# My horse died ... *Cry*



## Ranch Girl (Apr 4, 2010)

My horse died today. She layed down and couldn't get back up ... 
I'm so sad  I guess I just need some kind words, she was the sweetest and cutest horse ever. She was my baby.  But now I don't have a horse.  But I do still have her colt from last April.  I guess that's a good thing. I can always remember her by her colt "Little Bit" her colt. My horse's name was "Cocoa."


----------



## looptloop (Apr 4, 2010)

Aww, huge {{HUGS}}  I'm so sorry you lost Cocoa. I'll be thinking of you.....


----------



## lilhill (Apr 5, 2010)

I'm so sorry you lost your horse.  That's very sad.


----------



## michickenwrangler (Apr 5, 2010)

What happened?! It's always worse when it's sudden.

I'm so sorry.


----------



## ksalvagno (Apr 5, 2010)

I'm sorry that you lost your horse.


----------



## Horsiezz (Apr 5, 2010)

Im sorry. Do you have any pictures? We would all love to see.


----------



## freemotion (Apr 5, 2010)

Many of us have been there and understand your sorrow....  I'm sure Cocoa will always have a special place in your heart and your memory.

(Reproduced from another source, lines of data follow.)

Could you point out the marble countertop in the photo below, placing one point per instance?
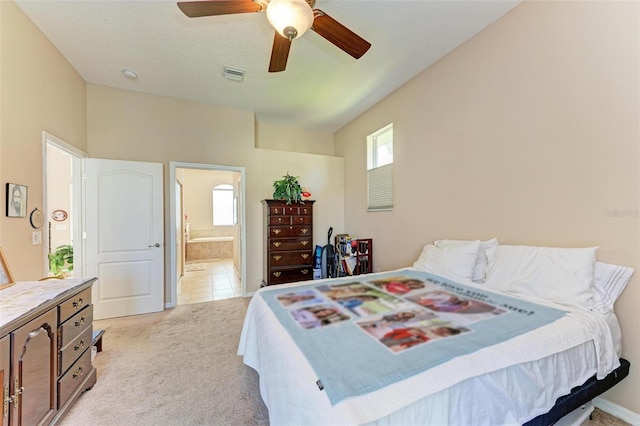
(25, 296)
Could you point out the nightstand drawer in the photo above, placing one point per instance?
(280, 276)
(70, 353)
(74, 305)
(290, 244)
(302, 258)
(75, 325)
(72, 378)
(290, 231)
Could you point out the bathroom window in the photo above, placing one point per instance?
(380, 169)
(223, 205)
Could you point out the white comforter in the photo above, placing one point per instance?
(508, 383)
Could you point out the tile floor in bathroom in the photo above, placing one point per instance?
(207, 280)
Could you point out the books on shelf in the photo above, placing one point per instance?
(354, 255)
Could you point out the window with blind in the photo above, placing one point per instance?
(223, 205)
(380, 169)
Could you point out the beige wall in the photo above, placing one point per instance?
(287, 138)
(528, 132)
(39, 91)
(127, 125)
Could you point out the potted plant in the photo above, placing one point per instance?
(288, 188)
(61, 260)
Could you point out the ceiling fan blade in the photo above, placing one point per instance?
(195, 9)
(279, 53)
(339, 35)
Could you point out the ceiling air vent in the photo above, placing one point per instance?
(234, 74)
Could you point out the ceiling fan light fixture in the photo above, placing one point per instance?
(290, 18)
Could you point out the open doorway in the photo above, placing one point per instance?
(61, 205)
(207, 224)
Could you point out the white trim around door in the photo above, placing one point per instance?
(171, 301)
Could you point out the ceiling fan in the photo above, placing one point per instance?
(290, 18)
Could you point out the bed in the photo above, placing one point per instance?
(449, 340)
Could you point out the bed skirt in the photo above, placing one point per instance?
(580, 395)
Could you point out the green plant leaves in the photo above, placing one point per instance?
(61, 259)
(287, 189)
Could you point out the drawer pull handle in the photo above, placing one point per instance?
(18, 391)
(7, 400)
(78, 373)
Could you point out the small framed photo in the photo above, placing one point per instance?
(6, 279)
(16, 200)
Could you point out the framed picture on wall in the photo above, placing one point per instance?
(16, 200)
(6, 279)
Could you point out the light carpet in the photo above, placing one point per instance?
(179, 367)
(190, 267)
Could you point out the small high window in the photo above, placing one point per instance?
(223, 205)
(380, 169)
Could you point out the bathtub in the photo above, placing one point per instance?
(202, 248)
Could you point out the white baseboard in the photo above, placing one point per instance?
(617, 411)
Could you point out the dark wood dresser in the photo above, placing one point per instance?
(288, 242)
(45, 349)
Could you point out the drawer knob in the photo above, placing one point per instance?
(17, 389)
(78, 373)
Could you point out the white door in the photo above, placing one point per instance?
(124, 236)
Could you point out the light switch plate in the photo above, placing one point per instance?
(36, 238)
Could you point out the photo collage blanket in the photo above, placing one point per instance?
(395, 324)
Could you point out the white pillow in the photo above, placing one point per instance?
(608, 282)
(455, 261)
(562, 275)
(481, 260)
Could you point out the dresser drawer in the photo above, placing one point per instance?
(70, 381)
(75, 325)
(70, 353)
(290, 244)
(301, 220)
(279, 276)
(290, 231)
(302, 258)
(74, 305)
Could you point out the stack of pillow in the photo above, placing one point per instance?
(568, 276)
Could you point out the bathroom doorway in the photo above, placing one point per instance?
(208, 224)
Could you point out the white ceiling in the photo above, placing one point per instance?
(322, 88)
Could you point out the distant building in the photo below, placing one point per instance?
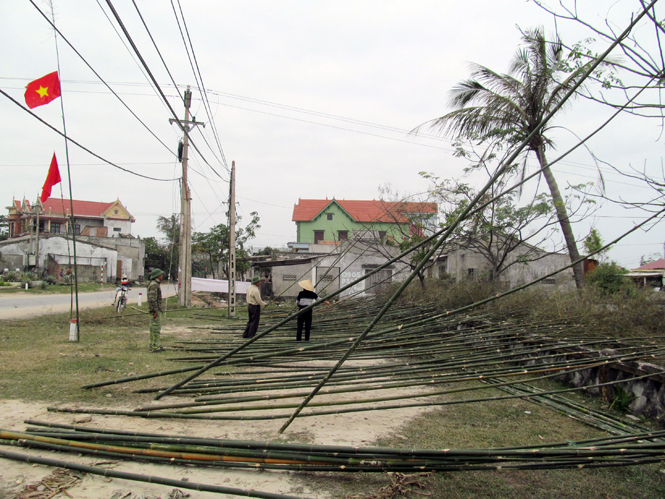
(328, 221)
(651, 274)
(105, 247)
(90, 218)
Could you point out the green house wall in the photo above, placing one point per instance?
(341, 221)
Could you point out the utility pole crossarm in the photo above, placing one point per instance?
(185, 262)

Remember, when you are ready, there are a lot of horses out there that would be blessed by the love you have to share.


----------



## SweetDreams (Apr 5, 2010)

I'm so sorry to hear that....
{{Hugs}}


----------



## ducks4you (Apr 5, 2010)

--I'm SSOOO  Sorry!!!  Lost 3, myself, in 2 years--OLD friends.    I understand--She WILL be missed, always.


----------



## Ranch Girl (Apr 5, 2010)

Thanks everyone.  She had a colt last year but he doesn't really look  anything like her. She was a black & white paint mare. 
What happened to her ... well she was a very picky eater and didn't like hay, only grain and sweet feed. Last year we had to take her to a vet to get her checked on because she was getting so skinny and the vet said she had about 100 pounds of sand in her. He gave us some stuff to give her and she was going to have a baby this month but that stuff that vet gave us to give to her killed her baby and she had it last October, of course it was a female colt ...  So after that she had gotten alot fatter and everything, but then last winter she started getting skinny again and then she layed down and couldn't get up yesterday and she had made a big hole were she had layed down 2 nights ago and then she couldn't get up.  
We had to put her down   ...                               
Cocoa, my beloved horse that is not longer with us.


----------



## MissDanni (Apr 5, 2010)

BIG HUGS!!!!!!!


----------



## michickenwrangler (Apr 5, 2010)

Ranch Girl said:
			
		

> Thanks everyone.  She had a colt last year but he doesn't really look  anything like her. She was a black & white paint mare.
> What happened to her ... well she was a very picky eater and didn't like hay, only grain and sweet feed. Last year we had to take her to a vet to get her checked on because she was getting so skinny and the vet said she had about 100 pounds of sand in her. He gave us some stuff to give her and she was going to have a baby this month but that stuff that vet gave us to give to her killed her baby and she had it last October, of course it was a female colt ...  So after that she had gotten alot fatter and everything, but then last winter she started getting skinny again and then she layed down and couldn't get up yesterday and she had made a big hole were she had layed down 2 nights ago and then she couldn't get up.
> We had to put her down   ...
> Cocoa, my beloved horse that is not longer with us.
> http://www.backyardherds.com/forum/uploads/1489_cocoa_eating_grass.jpg


A similar thing happened to a friend's daughter's horse a few years ago. Beautiful little tri-colored Racking Horse mare. She was acting weird when being ridden. A few days later she was in excriciating pain. Vet was called out, found out that she had sand in her (not sure how much) that had basically turned to cement inside of her. Both daughter and mom still get choked up thinking about her.


----------



## Ranch Girl (Apr 5, 2010)

That's too bad! 
We think she had worms or something. They had a huge wheat field and the wheat was super green! She should have been gaining weight.


----------



## Horsiezz (Apr 6, 2010)

Ranch Girl said:
			
		

> Thanks everyone.  She had a colt last year but he doesn't really look  anything like her. She was a black & white paint mare.
> What happened to her ... well she was a very picky eater and didn't like hay, only grain and sweet feed. Last year we had to take her to a vet to get her checked on because she was getting so skinny and the vet said she had about 100 pounds of sand in her. He gave us some stuff to give her and she was going to have a baby this month but that stuff that vet gave us to give to her killed her baby and she had it last October, of course it was a female colt ...  So after that she had gotten alot fatter and everything, but then last winter she started getting skinny again and then she layed down and couldn't get up yesterday and she had made a big hole were she had layed down 2 nights ago and then she couldn't get up.
> We had to put her down   ...
> Cocoa, my beloved horse that is not longer with us.
> http://www.backyardherds.com/forum/uploads/1489_cocoa_eating_grass.jpg


Thats sooo sad.  Sorry to hear.  She is a beautiful mare,though.  
Atleast you will have a nice colt to work with,and carry on her legacy.


----------



## Pardenx3 (Apr 7, 2010)

I'm so sorry. It sounds like colic to me.


----------



## meme (Apr 7, 2010)

I`m very sorry your horse died  What is funny and sad at the same time is that my neighbor has a horse that is named little bit to, and it died three days ago. good luck.





                                       sorry your horse died,
                                       see ya


----------